Tips to Avoid Overtime Calculation Errors and Off-the-Clock Claims. To ensure that overtime pay is correct and that regular rate of pay calculations include all appropriate forms of compensation, consider the following actions:

  • Adopt clear written policies concerning work schedules and hours of work and require approval for hours worked beyond the established schedules.
  • Adopt clear written policies that provide that employees are responsible for accurately reporting all time worked and that employees will be paid for all time worked, without exception.
  • Train employees and managers regarding timekeeping policies and enforce disciplinary procedures for violations of such policies.
  • Instruct supervisors not to pressure employees to meet deadlines or perform other assignments that can only be met by working off-the-clock. Workload expectations should be realistic.
  • Regularly review overtime records. If the review reveals that overtime inadvertently was not paid, pay it immediately, even if the hours were not authorized. However, employees working without authorization may be disciplined.
  • Bonuses provided to non-exempt employees that are tied to hours worked or performance should be included in regular rate of pay calculations. While bonuses that are discretionary both as to whether they are to be paid and the amount of any payment may be excluded from the regular rate, employers should consult with counsel to determine whether any bonus payments meet this "discretionary" exception. Alternatively, employers may accurately tie bonuses paid to non-exempt employees to a percentage of both straight-time and overtime earnings.
  • Carefully consider the requirements for "extra compensation" and premium payments from 29 U.S.C. §§ 207(e)(5)-(7), and understand that a mere shift differential must be included in the regular rate.  

Tips to Avoid Meal and Break Rule Errors. To stay clear of challenges under meal and break rules, consider the following actions:

  • Implement clear and affirmative written policies regarding meal and break times of non-exempt employees and require approval for additional hours worked.
  • Implement measures to ensure that any unpaid breaks are uninterrupted and employees taking such breaks are completely relieved from duty.
  • Instruct supervisors that they cannot assign tasks to non-exempt employees or allow such employees to perform work on a recurring basis during such unpaid periods of time.

Tips to Avoid Recordkeeping Errors. To ensure accurate recording of hours employees actually work and the proper preservation of such records, consider the following actions:

  • Where appropriate, install a timekeeping procedure and implement a written policy regarding its use. The policy should require non-exempt employees to make a notation immediately upon arrival at work and at their departure, as well as during all lunch or personal breaks. Administer consistent discipline for failures to use such procedures.
  • Require that exempt and non-exempt employees complete time sheets on a weekly basis.
  • Require non-exempt employees to review and sign their time cards or time sheets every week and to initial any changes made to them.

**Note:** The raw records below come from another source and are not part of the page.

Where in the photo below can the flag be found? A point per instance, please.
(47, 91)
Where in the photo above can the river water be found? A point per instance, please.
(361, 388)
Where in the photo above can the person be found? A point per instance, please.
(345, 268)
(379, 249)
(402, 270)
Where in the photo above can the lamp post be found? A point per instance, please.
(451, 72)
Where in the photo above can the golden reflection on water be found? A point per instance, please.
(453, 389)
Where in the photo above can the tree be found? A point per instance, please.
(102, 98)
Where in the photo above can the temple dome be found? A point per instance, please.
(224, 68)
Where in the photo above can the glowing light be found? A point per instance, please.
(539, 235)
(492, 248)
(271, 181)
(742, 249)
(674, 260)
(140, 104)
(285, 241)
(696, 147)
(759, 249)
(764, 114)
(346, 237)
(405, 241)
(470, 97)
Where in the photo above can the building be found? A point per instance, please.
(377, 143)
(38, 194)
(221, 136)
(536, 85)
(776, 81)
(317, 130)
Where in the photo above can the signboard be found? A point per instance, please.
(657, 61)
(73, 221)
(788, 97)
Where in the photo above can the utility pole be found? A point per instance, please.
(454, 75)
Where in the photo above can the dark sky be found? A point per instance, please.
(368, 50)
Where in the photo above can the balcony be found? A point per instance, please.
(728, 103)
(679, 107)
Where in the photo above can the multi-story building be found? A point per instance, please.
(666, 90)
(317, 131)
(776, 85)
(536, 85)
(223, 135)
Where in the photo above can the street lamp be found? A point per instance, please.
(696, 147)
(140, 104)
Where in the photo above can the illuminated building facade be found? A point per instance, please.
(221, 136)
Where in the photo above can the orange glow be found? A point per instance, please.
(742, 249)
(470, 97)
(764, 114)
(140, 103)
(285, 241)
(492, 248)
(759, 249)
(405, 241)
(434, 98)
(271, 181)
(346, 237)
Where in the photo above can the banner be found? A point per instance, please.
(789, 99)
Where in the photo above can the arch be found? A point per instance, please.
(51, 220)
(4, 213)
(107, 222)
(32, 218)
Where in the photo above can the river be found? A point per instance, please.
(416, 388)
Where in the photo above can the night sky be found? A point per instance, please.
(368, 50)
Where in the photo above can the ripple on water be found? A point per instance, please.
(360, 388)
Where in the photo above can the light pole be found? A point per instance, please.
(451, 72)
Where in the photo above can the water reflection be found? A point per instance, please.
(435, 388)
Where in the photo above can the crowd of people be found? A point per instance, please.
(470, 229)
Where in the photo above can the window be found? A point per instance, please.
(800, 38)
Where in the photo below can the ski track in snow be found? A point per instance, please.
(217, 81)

These steps will ensure that time records are accurate and will provide critical pro-employer evidence in the event of an off-the-clock claim.
  • Retain clear and accurate time and payroll records for all employees—exempt and non-exempt. This step will ensure that there is a mechanism in place not only to maintain accurate records, but also to correct any mistakes that may be made and to provide an avenue for employees to complain if they believe they have not been treated fairly with respect to their pay. Furthermore, accurate records will be important to defense of any off-the-clock claim.